Bishop Bryan M
University of Toledo, Toledo, OH, USA.
J Pharm Technol. 2018 Dec;34(6):266-272. doi: 10.1177/8755122518788535. Epub 2018 Jul 17.
To summarize the available data for using buprenorphine in neonatal abstinence syndrome and discuss these data in context of the current standard of care therapies, oral morphine and oral methadone. A literature search was conducted using PubMed (1949-May 2018) and EMBASE (1980-May 2018). Combinations of the search terms "buprenorphine," "neonatal," and "neonatal abstinence syndrome" were used. All full-length, English-language studies were included in this review. A total of 4 studies were included in this review including 1 retrospective cohort study, 2 prospective single-center open-label randomized trials, and 1 prospective single-center, double-blind study. Oral morphine was the comparator in 3 studies, and oral methadone was the comparator in one. Buprenorphine was associated with a significant reduction in duration of treatment in 3 of the 4 studies and was associated with a significant reduction in duration of hospital stay in 3 of the 4 studies. In the randomized, double-blinded trial, buprenorphine had a significantly reduced duration of treatment (15 vs 28 days, < .001) and duration of hospital stay (21 vs 33 days, < .001). The requirement of adjunct treatment was similar between groups in all 4 studies, and buprenorphine did not have any significant adverse reactions in comparison with morphine and methadone. Buprenorphine appears to be a safe option for treating neonatal abstinence syndrome that is potentially superior to the current standard of care therapies with respect to duration of treatment and hospital length of stay.

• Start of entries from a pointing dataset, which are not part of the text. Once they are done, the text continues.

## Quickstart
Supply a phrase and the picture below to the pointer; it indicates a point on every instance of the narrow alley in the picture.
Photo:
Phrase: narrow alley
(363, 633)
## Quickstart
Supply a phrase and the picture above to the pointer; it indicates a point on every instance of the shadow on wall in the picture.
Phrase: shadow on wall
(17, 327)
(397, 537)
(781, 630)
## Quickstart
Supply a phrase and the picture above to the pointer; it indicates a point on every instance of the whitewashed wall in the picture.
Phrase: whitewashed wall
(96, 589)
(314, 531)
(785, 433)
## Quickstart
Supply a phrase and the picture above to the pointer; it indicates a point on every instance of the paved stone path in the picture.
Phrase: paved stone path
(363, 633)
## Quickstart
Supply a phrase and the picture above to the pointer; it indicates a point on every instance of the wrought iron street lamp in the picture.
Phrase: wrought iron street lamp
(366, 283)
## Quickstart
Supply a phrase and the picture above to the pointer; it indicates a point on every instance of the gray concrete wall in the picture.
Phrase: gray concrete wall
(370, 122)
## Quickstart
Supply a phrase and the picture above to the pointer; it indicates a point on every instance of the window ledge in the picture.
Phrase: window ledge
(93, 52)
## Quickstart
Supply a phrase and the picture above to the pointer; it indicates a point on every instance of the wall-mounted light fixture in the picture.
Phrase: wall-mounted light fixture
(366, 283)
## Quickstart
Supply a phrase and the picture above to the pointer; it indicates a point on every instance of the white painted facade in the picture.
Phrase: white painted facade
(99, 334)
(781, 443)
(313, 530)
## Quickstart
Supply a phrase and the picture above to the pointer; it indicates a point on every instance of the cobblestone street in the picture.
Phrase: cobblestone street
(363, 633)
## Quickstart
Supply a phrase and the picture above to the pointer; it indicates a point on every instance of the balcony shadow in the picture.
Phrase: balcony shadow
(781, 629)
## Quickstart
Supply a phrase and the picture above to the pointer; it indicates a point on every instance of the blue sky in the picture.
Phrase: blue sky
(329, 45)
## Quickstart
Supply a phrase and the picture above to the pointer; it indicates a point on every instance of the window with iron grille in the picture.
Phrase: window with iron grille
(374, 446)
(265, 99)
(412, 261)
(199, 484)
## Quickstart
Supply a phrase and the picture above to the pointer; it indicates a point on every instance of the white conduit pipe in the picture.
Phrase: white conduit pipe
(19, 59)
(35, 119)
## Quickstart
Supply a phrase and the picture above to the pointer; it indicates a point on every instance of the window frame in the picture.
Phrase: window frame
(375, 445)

总结使用丁丙诺啡治疗新生儿戒断综合征的现有数据,并结合当前护理标准疗法口服吗啡和口服美沙酮对这些数据进行讨论。使用PubMed(1949年至2018年5月)和EMBASE(1980年至2018年5月)进行文献检索。使用了“丁丙诺啡”“新生儿”和“新生儿戒断综合征”等检索词的组合。本综述纳入了所有英文全文研究。本综述共纳入4项研究,包括1项回顾性队列研究、2项前瞻性单中心开放标签随机试验和1项前瞻性单中心双盲研究。3项研究中口服吗啡作为对照,1项研究中口服美沙酮作为对照。4项研究中有3项显示丁丙诺啡与治疗时间显著缩短相关,4项研究中有3项显示丁丙诺啡与住院时间显著缩短相关。在随机双盲试验中,丁丙诺啡的治疗时间(15天对28天,P<0.001)和住院时间(21天对33天,P<0.001)显著缩短。所有4项研究中各治疗组辅助治疗的需求相似,与吗啡和美沙酮相比,丁丙诺啡没有任何显著不良反应。丁丙诺啡似乎是治疗新生儿戒断综合征的一种安全选择,在治疗时间和住院时长方面可能优于当前的护理标准疗法。